İngilizce’de “the grass is greener on the other side of the fence” diye bir atasözü vardır. “Çitin öte tarafında çimenler daha yeşildir” diye tercüme edilebilir. İnsanların sahip ya da hâkim olamadıkları yerlerle ilgili hakikatten kopuk fanteziler geliştirdiğini anlatır. Bizdeki “komşunun tavuğu komşuya kaz görünür” atasözüne benzer bir atasözüdür. Kamu çalışanları için özel sektör çitin öte tarafıdır. Kendileri ile aynı yemeği yiyen, aynı suyu içen, aynı üniversitelerde okuyan, aynı kitapçılara girip çıkan adamların sırf özel sektörde çalışıyorlar diye farklı olduklarına dair bir kanaat hâkimdir memurlarda. Bu iki taraflıdır. Klasik memur kafası için özel sektör bir yandan kamuyu soymaya çalışan kurnaz tilkiler grubu, bir yandan kamunun yapamadığını yapma konusunda harikalar yaratan süper kahramanlar topluluğudur. O yüzden bahsettiğimiz türden maddeleri yazan memurun (iyi niyetli olanlarının) özel sektör tasavvuru aşağı yukarı şöyledir: (Belki de devleti soymak suretiyle) firmalar o kadar zengin olmuşlardır ki, gerçekten bünyelerinde yüzlerce çalışan barındırabilirler. Eğer barındırmıyorlarsa da Ankara Ulus’taki meşhur amele pazarı misali bir “bilişimci pazarında” her daim boşta, istihdam edilmek üzere bekleyen üç senelik, beş senelik, on senelik yazılımcılar arasından seçip alıverirler! Şu bilgisayar dilinin uzmanları filan yerde, bu teknolojinin uzmanları falan köşede iş beklemektedir. Sadece gel demek yeterlidir!

Böyle saçma sapan bir dünya tasavvuruna akılsızlık denmez de ne denir?

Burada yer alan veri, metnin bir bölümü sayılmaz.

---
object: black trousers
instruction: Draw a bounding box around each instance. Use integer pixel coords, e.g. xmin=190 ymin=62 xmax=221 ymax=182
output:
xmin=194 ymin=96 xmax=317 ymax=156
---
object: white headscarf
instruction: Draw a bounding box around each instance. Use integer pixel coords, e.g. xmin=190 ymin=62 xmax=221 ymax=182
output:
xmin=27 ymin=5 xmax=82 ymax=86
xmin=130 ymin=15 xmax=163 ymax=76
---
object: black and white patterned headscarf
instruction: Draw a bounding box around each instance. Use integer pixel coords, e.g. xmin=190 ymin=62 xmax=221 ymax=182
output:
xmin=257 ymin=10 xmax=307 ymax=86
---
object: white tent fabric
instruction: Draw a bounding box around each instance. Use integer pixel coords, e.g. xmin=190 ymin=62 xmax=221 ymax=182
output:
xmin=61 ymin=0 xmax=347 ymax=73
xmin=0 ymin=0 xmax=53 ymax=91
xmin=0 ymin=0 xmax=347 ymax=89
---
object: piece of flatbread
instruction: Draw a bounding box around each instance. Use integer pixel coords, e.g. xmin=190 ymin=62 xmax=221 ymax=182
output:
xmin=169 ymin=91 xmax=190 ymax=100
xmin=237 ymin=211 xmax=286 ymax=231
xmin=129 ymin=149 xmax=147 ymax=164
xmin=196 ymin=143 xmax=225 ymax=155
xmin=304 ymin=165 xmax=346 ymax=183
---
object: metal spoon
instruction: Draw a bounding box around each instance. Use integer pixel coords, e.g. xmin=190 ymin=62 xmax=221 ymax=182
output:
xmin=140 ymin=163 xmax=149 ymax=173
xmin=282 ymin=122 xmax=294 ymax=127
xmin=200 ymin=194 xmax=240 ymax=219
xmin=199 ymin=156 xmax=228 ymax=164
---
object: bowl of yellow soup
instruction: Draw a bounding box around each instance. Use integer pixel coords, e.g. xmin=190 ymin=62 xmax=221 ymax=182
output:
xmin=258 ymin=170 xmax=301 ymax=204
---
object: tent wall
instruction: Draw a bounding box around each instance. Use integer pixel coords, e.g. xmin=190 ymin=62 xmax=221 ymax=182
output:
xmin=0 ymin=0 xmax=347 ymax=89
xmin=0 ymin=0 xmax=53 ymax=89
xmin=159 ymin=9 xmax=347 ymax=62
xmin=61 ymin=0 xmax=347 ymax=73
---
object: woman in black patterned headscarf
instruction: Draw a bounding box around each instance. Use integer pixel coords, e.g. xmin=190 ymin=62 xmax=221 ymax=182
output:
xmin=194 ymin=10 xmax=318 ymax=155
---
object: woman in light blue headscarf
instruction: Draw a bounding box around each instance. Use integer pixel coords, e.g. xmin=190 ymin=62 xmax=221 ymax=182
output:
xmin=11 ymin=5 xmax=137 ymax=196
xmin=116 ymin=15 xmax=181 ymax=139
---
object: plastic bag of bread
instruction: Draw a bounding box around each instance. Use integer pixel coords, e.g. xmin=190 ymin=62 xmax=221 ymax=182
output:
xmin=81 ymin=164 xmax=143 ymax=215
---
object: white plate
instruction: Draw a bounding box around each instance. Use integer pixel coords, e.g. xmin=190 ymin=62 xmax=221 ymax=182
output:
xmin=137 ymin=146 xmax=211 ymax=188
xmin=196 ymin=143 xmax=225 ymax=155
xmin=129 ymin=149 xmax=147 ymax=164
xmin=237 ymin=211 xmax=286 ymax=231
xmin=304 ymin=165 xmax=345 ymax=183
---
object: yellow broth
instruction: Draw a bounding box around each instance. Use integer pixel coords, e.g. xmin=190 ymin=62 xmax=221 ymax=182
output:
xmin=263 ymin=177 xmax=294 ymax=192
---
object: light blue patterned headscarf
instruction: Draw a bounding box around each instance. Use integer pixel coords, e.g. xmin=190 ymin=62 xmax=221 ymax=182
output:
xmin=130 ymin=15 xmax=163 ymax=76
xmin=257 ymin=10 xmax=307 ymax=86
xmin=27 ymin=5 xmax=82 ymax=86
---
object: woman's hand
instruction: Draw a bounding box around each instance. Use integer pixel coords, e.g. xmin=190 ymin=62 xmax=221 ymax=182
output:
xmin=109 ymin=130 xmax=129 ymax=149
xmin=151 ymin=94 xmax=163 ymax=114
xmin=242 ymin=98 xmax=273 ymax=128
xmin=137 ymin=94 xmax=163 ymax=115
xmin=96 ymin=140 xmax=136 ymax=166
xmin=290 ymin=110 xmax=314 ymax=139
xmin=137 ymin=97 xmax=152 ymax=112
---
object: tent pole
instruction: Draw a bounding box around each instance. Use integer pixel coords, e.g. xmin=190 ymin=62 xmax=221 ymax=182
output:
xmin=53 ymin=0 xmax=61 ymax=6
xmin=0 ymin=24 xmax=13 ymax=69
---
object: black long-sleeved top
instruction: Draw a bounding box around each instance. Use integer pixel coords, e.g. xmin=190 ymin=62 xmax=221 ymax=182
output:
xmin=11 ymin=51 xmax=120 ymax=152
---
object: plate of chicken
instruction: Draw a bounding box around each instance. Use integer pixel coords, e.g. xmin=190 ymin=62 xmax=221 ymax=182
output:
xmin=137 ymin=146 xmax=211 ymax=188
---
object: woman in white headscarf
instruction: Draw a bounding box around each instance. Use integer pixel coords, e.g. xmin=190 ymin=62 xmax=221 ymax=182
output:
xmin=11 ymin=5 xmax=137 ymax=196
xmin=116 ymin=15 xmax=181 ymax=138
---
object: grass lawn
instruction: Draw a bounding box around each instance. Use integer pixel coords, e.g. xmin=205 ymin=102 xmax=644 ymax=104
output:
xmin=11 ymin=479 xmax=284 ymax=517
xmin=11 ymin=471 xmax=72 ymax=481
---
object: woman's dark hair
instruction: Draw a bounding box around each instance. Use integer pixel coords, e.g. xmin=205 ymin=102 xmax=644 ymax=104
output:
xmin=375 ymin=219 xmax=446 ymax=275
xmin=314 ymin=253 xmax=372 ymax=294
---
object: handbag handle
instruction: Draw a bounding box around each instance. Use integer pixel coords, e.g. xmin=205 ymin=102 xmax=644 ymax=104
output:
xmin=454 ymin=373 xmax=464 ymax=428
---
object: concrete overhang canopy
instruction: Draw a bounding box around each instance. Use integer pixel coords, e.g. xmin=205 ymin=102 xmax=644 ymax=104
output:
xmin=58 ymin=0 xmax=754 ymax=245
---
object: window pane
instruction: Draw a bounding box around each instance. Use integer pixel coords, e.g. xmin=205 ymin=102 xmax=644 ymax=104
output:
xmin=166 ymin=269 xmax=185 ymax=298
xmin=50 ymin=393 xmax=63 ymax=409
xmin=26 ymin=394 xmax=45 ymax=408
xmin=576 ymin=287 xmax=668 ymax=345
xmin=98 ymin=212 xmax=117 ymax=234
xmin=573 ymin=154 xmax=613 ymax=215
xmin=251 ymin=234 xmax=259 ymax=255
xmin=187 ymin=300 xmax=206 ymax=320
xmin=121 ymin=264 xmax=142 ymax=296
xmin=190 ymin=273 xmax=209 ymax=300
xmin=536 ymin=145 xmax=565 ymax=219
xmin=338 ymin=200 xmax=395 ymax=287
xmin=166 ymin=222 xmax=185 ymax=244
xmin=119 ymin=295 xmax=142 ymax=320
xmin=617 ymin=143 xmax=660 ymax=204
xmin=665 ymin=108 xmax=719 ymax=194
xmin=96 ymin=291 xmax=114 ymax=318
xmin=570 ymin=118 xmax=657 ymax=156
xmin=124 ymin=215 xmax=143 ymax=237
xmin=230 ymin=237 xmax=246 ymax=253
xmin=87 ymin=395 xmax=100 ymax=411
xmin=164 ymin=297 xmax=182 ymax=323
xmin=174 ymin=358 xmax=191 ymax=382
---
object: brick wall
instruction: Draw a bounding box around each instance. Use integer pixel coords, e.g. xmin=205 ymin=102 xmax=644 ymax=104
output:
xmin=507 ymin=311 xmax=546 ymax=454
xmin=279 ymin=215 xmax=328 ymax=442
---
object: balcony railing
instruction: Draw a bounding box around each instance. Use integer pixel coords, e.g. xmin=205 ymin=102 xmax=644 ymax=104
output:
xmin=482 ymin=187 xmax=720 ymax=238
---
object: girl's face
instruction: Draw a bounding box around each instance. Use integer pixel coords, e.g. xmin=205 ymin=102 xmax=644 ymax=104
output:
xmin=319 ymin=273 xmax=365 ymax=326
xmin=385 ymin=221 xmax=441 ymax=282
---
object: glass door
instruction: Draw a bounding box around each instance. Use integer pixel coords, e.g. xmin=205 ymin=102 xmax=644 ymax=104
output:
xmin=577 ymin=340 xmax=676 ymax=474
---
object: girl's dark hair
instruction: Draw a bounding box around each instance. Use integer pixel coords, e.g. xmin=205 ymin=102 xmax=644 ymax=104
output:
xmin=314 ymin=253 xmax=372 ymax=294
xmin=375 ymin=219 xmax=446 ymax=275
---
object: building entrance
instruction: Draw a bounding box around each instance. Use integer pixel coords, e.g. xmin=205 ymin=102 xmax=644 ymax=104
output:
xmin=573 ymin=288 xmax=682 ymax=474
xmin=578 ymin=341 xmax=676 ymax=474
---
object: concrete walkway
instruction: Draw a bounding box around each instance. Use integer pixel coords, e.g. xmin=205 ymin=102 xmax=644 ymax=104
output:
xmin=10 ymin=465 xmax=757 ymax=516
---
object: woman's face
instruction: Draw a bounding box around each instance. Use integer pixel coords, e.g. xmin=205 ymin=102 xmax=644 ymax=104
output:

Çitin öte tarafında çimler daha yeşil değil! Kamu için, “proje esaslı” çalışan firmalar projeleri sonlandığında derhal yeni bir projeye başlayamıyorlarsa birkaç ay dayanıp nihayet çalışanlarını işten çıkartırlar. O yüzden bilişim firmalarımızın çoğunun doğru dürüst kurumsal hafızaları, alt yapıları, çalışma usulleri, kodlama standartları, dokümantasyonları, çalışanları için kariyer planları yoktur! Bilgi, tecrübe birikimi olmaz. Bilgi ve tecrübe adına üretilen ne varsa çalışanlarla beraber yiter gider çünkü. Hemen her proje sıfırdan yapılır, taş üstüne taş konamaz. Her kamu projesi için adeta yeni bir firma kurulur ve her projenin sonunda da o firma dağılır. Başka sektörlerin hiçbirinde işe alıp çıkartmalar bu kadar hızlı ve yaygın değildir.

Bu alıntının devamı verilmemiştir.